Investment management firms are generating and consuming terabytes of data. But delivering on business intelligence for investment management is often challenging, because the volume of data is increasing and it is often kept in numerous data stores. These stores can be on-premise or in the cloud, and they exist because firms may have been looking to segment sensitive information, or it was originally implemented for a single use, but has since proliferated across an organization. These multiple stores introduce additional complexity for firms, particularly when they are looking to apply business intelligence or visualization tools, such as Power BI, Tableau and others, to get more insights out of that same data. This can be resolved by feeding it through an enterprise data management (EDM) or data warehouse system and then putting the business intelligence tools on top of that.

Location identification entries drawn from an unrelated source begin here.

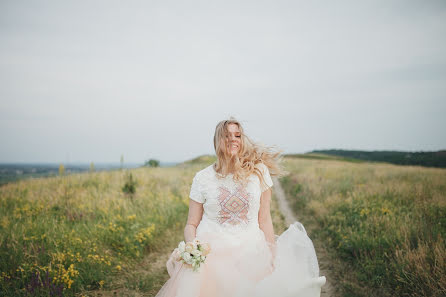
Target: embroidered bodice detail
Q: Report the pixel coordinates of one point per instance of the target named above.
(234, 205)
(229, 206)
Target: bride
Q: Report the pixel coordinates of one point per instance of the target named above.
(229, 209)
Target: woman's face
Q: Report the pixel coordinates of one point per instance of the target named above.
(233, 139)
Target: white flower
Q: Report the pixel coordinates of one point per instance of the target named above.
(187, 258)
(181, 246)
(195, 252)
(189, 247)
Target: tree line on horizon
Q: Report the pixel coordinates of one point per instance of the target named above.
(427, 159)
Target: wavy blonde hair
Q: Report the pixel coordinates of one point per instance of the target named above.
(249, 155)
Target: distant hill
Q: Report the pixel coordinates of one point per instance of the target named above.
(428, 159)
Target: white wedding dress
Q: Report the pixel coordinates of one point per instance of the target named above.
(240, 261)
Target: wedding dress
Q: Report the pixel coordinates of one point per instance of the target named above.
(240, 261)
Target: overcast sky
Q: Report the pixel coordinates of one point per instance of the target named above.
(84, 81)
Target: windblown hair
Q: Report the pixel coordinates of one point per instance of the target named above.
(250, 154)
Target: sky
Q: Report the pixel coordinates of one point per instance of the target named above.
(89, 81)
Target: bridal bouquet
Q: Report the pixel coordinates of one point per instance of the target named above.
(192, 254)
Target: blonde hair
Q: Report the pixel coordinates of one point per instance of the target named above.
(249, 155)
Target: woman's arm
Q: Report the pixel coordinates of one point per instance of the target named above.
(265, 220)
(193, 219)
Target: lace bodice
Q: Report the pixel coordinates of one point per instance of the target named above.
(227, 203)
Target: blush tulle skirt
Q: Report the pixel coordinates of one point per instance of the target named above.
(240, 265)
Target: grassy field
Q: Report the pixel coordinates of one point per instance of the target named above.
(385, 224)
(81, 235)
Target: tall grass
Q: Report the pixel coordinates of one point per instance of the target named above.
(71, 234)
(387, 222)
(83, 235)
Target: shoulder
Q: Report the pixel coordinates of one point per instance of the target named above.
(205, 172)
(262, 167)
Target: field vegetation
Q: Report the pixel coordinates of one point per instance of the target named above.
(105, 233)
(385, 223)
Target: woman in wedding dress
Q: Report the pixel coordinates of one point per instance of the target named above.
(229, 208)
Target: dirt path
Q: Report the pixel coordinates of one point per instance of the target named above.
(290, 218)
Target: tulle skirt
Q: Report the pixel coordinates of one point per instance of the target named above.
(240, 264)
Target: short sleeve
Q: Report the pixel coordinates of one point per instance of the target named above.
(266, 176)
(195, 190)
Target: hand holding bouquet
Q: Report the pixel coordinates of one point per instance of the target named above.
(192, 254)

Data pipelines optimized for speed and performance
Whether the data is stored in the cloud or on-premise there must be properly configured data pipelines, optimized for both speed and performance. Pre-requisites for getting good results from a cloud-based visualization tool include being able to extract relevant data and avoid replicating data incorrectly into a new, third location. Business intelligence for investment management can be cost effective, but many system landscapes in which visualization tools operate require users to collect information from multiple sources and put it into a third location to then feed the tool with that data. This adds to issues around control and reconciliation, not to mention the security issues of having the data in another location that needs to control permissioned access.
The first step for deploying business intelligence for visualization is understanding your firm’s target operating model and how data is going to be consumed by the different teams and systems across the organization. The target operating model covers all business functions, including risk management, investment management, trading and execution, settlement and reconciliation, pre- and post-trade compliance monitoring, management of positions and exposures, and investment research. Teams and individuals include middle office data stewards, front office portfolio managers, investment managers, the CDO, risk managers and traders. Firms must understand how a data warehouse containing key business intelligence can pull data from different locations, or replace those fragmented locations, to serve all these types of users, with data slicing, dicing, drill-through and aggregation for visualization.

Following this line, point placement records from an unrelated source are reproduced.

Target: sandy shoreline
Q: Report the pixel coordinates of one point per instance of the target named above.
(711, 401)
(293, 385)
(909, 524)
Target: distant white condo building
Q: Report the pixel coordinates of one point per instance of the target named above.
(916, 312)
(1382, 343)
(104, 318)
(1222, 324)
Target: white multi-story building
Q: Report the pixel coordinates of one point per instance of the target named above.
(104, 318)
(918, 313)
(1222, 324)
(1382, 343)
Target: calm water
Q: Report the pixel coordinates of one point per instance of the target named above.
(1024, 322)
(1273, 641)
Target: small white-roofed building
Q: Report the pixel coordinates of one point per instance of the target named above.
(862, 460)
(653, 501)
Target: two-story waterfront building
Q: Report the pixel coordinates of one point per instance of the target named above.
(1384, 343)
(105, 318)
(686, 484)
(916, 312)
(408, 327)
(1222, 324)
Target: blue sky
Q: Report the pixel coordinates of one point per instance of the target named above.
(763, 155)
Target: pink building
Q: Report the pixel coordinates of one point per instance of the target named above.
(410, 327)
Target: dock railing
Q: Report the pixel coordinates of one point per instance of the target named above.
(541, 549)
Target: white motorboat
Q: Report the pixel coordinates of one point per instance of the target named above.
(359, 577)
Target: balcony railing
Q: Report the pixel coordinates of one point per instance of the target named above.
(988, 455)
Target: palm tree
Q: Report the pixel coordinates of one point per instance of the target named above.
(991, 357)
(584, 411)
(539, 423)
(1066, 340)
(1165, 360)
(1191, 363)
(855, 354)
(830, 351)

An EDM solution can help ease the integration process of a BI tool within an organization. In addition to centralizing and normalizing data across an investment firm, EDM solutions allow for ease of access to this data through a set of APIs, which allows teams to quickly and easily publish this data to their preferred BI tool.
Business intelligence for investment management – the driver
Increased business costs squeeze margins for data acquisition and acquiring clients, causing firms to have to change their operating models. This change includes eliminating silos, consolidating disparate data sources to a single platform, and integrating business intelligence for investment management tools to tie all the pieces of the puzzle together.

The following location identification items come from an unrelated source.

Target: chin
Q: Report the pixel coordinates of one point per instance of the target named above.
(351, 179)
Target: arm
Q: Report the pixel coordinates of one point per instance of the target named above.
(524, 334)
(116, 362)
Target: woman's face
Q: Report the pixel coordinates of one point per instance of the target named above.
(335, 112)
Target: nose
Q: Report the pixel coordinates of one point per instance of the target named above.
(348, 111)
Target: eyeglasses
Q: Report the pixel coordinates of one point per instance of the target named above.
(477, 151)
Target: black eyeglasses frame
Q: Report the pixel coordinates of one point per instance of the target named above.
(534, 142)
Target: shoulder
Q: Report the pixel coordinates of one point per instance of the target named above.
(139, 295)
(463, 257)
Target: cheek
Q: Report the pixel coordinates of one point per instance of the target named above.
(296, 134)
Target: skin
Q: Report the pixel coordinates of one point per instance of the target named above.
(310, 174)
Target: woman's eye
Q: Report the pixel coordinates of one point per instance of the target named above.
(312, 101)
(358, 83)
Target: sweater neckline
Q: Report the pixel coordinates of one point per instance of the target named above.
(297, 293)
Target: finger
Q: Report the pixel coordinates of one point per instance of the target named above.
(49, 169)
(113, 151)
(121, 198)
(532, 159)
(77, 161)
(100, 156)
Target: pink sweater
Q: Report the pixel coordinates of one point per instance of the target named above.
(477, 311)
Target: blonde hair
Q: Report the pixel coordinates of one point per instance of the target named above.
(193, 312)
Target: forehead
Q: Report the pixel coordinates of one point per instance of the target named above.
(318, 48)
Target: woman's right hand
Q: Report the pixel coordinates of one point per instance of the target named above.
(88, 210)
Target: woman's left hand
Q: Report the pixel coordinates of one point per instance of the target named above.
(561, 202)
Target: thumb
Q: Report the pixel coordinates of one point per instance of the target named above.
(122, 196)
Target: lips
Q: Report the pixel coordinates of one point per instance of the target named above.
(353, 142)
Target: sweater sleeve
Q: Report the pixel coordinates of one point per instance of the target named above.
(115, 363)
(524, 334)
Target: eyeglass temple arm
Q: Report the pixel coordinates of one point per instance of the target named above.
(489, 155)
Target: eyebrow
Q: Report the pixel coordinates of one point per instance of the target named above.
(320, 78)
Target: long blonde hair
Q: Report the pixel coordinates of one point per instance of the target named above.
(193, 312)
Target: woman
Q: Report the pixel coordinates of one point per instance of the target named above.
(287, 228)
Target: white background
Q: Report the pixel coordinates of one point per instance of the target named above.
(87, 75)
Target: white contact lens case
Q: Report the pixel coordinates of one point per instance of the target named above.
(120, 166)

A resilient operating model that supports BI visualization should be underpinned by an enterprise technology stack with an integrated set of tools for risk workflows, research, portfolio management and trading, middle and back-office functions, corporate actions, trade settlements, cash movement and more. It should also be able to serve different personas and new areas for the marketing and distribution of investment products.
Before the proliferation of these BI tools, there were separate tools across an organization that would serve either a single persona or a limited set of personas. BI solutions break these silos by collecting and standardizing information which can then be utilized by all personas across an organization. As an example, this model provides an information workflow that can filter unrealized gains and losses over pre-set thresholds, aggregate unrealized losses by name, and identify which portfolios have corporate actions to be addressed. That is the kind of BI visualization model that will lower business and operational costs using transparent processes that let firms’ users self-serve to get the best out of the best available data.